Il taglio dei rifugiati e la priorità per i bianchi sudafricani rientrano nel più ampio riposizionamento dell’amministrazione Trump su immigrazione e diritti umani. I critici parlano di strumentalizzazione: usare la sicurezza rurale sudafricana per dare coerenza a un’agenda anti-migranti e anti-DEI (diversità, equità, inclusione). Anche le parole di Marco Rubio, che accusa il G20 di “agenda antiamericana”, vanno in questa direzione. Dal lato sudafricano, la mossa viene letta come ritorsione per la causa intentata da Pretoria alla Corte internazionale di giustizia sul conflitto mediorientale e per l’allineamento con il Sud globale su clima e debito.
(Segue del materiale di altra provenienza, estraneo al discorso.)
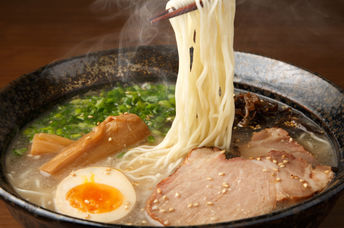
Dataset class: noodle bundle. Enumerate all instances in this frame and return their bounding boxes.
[117,0,235,181]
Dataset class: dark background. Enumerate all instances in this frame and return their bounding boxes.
[0,0,344,228]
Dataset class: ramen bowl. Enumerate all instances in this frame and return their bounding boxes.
[0,46,344,228]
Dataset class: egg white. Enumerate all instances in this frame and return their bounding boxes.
[54,167,136,223]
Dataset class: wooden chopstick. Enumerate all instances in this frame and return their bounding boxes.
[150,1,202,23]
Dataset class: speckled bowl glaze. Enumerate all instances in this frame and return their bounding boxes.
[0,46,344,228]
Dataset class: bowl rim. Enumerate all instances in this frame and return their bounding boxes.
[0,45,344,228]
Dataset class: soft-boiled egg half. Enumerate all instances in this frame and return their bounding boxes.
[54,167,136,223]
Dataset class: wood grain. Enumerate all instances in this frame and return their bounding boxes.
[0,0,344,228]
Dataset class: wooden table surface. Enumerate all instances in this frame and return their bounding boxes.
[0,0,344,228]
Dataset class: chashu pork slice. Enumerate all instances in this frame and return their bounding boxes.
[239,128,318,165]
[146,148,333,226]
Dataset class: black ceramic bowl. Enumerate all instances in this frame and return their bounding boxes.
[0,46,344,228]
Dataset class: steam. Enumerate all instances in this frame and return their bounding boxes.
[90,0,174,48]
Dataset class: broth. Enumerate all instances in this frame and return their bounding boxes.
[6,84,337,225]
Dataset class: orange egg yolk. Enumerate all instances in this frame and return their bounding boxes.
[66,182,124,214]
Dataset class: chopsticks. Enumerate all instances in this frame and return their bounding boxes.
[150,1,203,23]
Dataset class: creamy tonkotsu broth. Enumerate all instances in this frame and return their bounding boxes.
[6,0,336,225]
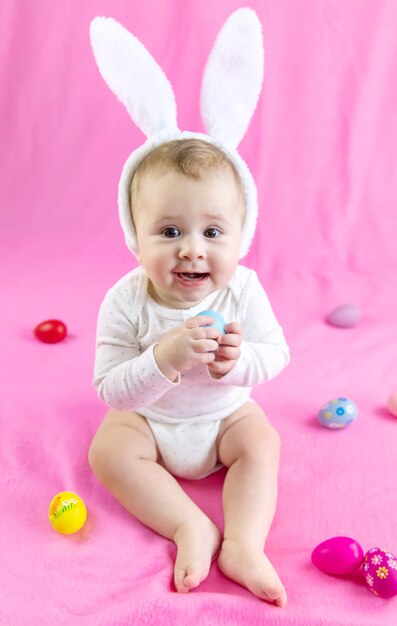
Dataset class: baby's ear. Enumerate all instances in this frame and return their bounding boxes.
[201,8,264,148]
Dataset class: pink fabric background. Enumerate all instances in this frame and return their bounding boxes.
[0,0,397,626]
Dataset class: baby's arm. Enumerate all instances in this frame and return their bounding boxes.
[208,272,289,387]
[93,292,220,411]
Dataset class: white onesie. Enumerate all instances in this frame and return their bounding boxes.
[93,265,289,478]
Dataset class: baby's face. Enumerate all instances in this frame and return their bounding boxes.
[133,171,244,309]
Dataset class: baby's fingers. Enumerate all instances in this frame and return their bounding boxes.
[225,322,243,335]
[194,339,218,352]
[216,346,241,361]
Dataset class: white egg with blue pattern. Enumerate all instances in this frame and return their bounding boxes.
[317,398,358,430]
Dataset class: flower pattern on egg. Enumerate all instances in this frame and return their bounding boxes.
[371,554,383,565]
[376,567,389,579]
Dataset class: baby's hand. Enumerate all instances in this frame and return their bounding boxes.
[154,315,222,380]
[208,322,243,378]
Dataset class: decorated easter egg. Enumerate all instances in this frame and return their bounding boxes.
[317,398,357,429]
[363,548,397,598]
[387,391,397,417]
[328,304,361,328]
[34,320,67,343]
[48,491,87,535]
[312,537,364,576]
[196,310,225,335]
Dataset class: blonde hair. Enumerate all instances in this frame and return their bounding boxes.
[130,138,245,211]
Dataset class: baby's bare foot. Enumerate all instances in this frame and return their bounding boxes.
[174,518,221,593]
[218,539,287,606]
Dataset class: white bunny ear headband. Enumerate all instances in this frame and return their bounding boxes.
[90,8,264,258]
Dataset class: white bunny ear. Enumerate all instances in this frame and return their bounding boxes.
[201,8,264,148]
[90,17,178,137]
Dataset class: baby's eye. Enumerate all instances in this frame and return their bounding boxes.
[204,226,221,239]
[161,226,181,239]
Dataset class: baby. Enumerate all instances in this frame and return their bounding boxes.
[89,138,289,606]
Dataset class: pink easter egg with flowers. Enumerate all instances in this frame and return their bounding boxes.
[363,548,397,598]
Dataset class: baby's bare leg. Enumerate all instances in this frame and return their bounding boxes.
[89,411,220,592]
[218,402,287,606]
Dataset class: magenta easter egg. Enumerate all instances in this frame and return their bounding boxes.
[34,320,68,343]
[328,304,361,328]
[364,548,397,598]
[387,391,397,417]
[312,537,364,576]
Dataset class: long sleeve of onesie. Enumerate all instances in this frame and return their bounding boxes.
[210,271,290,387]
[93,293,179,411]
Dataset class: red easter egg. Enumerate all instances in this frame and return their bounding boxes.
[364,548,397,598]
[34,320,67,343]
[312,537,364,576]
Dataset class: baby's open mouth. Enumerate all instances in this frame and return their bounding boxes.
[177,272,209,280]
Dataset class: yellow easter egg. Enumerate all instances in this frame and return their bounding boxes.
[48,491,87,535]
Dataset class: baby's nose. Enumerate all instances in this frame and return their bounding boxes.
[179,236,206,260]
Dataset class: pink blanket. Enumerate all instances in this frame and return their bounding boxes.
[0,0,397,626]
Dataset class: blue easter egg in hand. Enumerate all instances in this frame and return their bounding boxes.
[317,398,357,429]
[196,310,225,335]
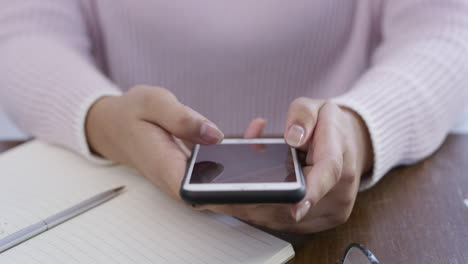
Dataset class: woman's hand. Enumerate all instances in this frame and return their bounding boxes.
[86,86,224,200]
[202,98,373,233]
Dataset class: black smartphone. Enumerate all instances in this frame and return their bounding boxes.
[180,138,305,204]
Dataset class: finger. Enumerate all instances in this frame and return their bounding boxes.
[135,86,224,144]
[284,97,323,148]
[244,117,266,152]
[134,122,187,200]
[292,103,344,221]
[244,117,266,138]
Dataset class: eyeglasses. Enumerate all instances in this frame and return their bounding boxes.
[341,243,380,264]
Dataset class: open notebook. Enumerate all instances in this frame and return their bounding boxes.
[0,141,294,264]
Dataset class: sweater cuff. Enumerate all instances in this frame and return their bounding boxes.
[331,72,414,191]
[331,95,382,191]
[73,89,122,165]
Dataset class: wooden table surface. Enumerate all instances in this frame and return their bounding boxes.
[0,135,468,264]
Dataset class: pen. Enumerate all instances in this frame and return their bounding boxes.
[0,186,125,253]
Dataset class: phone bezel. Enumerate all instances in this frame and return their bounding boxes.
[182,138,304,192]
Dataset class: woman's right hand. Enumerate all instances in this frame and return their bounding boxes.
[86,86,224,200]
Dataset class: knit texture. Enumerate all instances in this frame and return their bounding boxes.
[0,0,468,188]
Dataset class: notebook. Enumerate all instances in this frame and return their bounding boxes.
[0,141,294,264]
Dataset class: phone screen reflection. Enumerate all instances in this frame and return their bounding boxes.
[190,144,297,184]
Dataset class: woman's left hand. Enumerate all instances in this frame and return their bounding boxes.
[202,97,373,233]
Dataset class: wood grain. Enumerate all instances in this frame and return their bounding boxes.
[0,135,468,264]
[278,135,468,264]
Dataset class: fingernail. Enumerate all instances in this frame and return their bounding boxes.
[200,121,224,144]
[286,125,305,147]
[296,201,310,223]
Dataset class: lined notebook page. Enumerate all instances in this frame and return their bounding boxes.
[0,142,294,263]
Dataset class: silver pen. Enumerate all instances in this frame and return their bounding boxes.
[0,186,125,253]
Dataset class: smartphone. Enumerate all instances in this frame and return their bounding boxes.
[180,138,305,204]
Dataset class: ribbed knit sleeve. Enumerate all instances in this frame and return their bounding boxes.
[334,0,468,189]
[0,0,120,161]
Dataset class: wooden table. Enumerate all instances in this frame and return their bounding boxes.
[0,135,468,264]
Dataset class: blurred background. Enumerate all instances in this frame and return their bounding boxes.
[0,105,468,141]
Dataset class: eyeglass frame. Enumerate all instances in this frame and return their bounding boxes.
[341,243,380,264]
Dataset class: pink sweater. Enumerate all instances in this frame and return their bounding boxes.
[0,0,468,187]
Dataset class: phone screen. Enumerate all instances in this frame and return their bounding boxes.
[190,144,297,184]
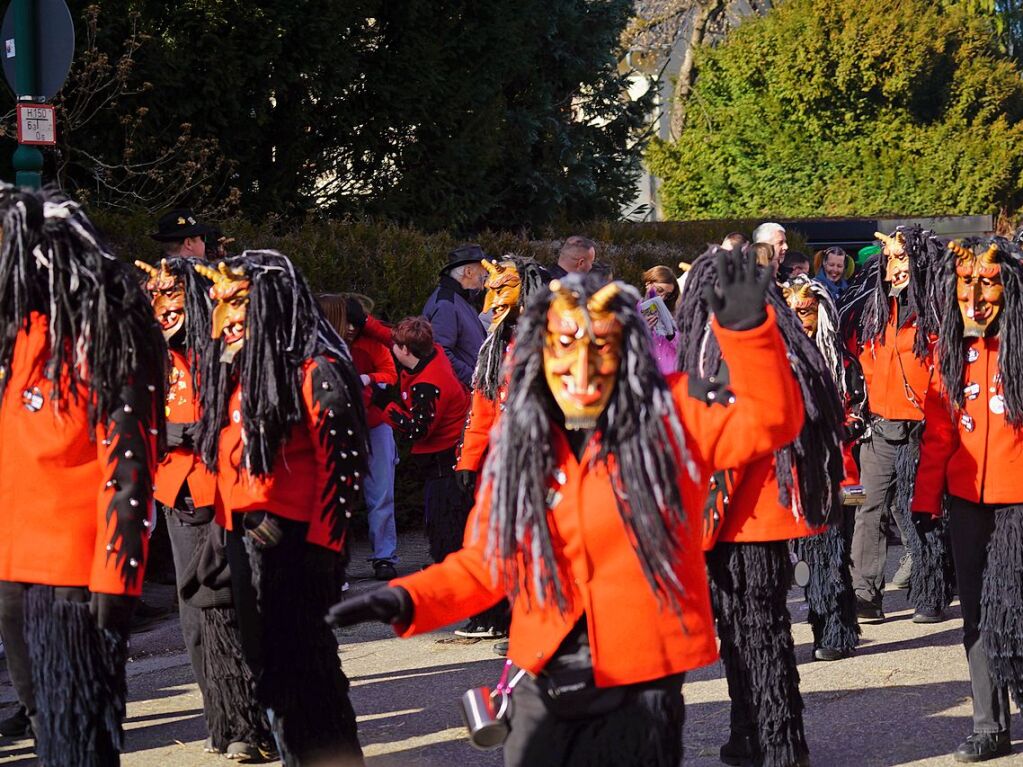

I diritti umani, insomma, appaiono selettivi: evocati per giustificare scelte di politica estera.
Il caso sudafricano mostra come, nell’epoca delle guerre culturali, i dati rischino di diventare comparse. Le statistiche SAPS e le sentenze smontano la narrativa del “genocidio”, ma il racconto politico resta più rumoroso della realtà. Il compito del giornalismo, come della diplomazia, è distinguere la sicurezza rurale — problema vero — dalla sua manipolazione. In gioco non c’è solo la dignità di una comunità, ma l’affidabilità del multilateralismo. Se il G20 vive del compromesso, l’assenza di un attore chiave ne riduce la forza, ma non la necessità.
Il Sudafrica si presenta al mondo con un obiettivo preciso: dimostrare che l’Africa può essere sede e motore di una diplomazia efficace. Gli Stati Uniti, per questa volta, hanno scelto un’altra strada. Il 22-23 novembre 2025, a Johannesburg, si vedrà se il G20 saprà produrre risultati tangibili. Il resto si deciderà dopo, quando l’“assenza” americana di oggi dovrà fare i conti con la “presenza” reclamata per il 2026. Gli Stati Uniti restano un partner cruciale per il Sudafrica — energia, sanità (programma PEPFAR), manifattura — e il boicottaggio pesa: indebolisce la troika G20, complica gli accordi multilaterali e apre spazio a potenze come Cina e India. Sul piano economico, le tensioni hanno già portato volatilità su rand e mercati. Ora tutto dipenderà dalla capacità di Pretoria di rassicurare i partner e dalla volontà del mondo di non lasciare vuoto quel posto al tavolo.
All’alba del 22 novembre, Johannesburg sarà una città blindata. I ponteggi del Nasrec Expo Centre rifletteranno la luce dell’estate australe, ma in quella vetrina mancherà un volto: quello della prima potenza mondiale. Il G20 andrà avanti lo stesso, perché il mondo non aspetta chi si ritira. E forse, in questo, sta la sua vera rivoluzione.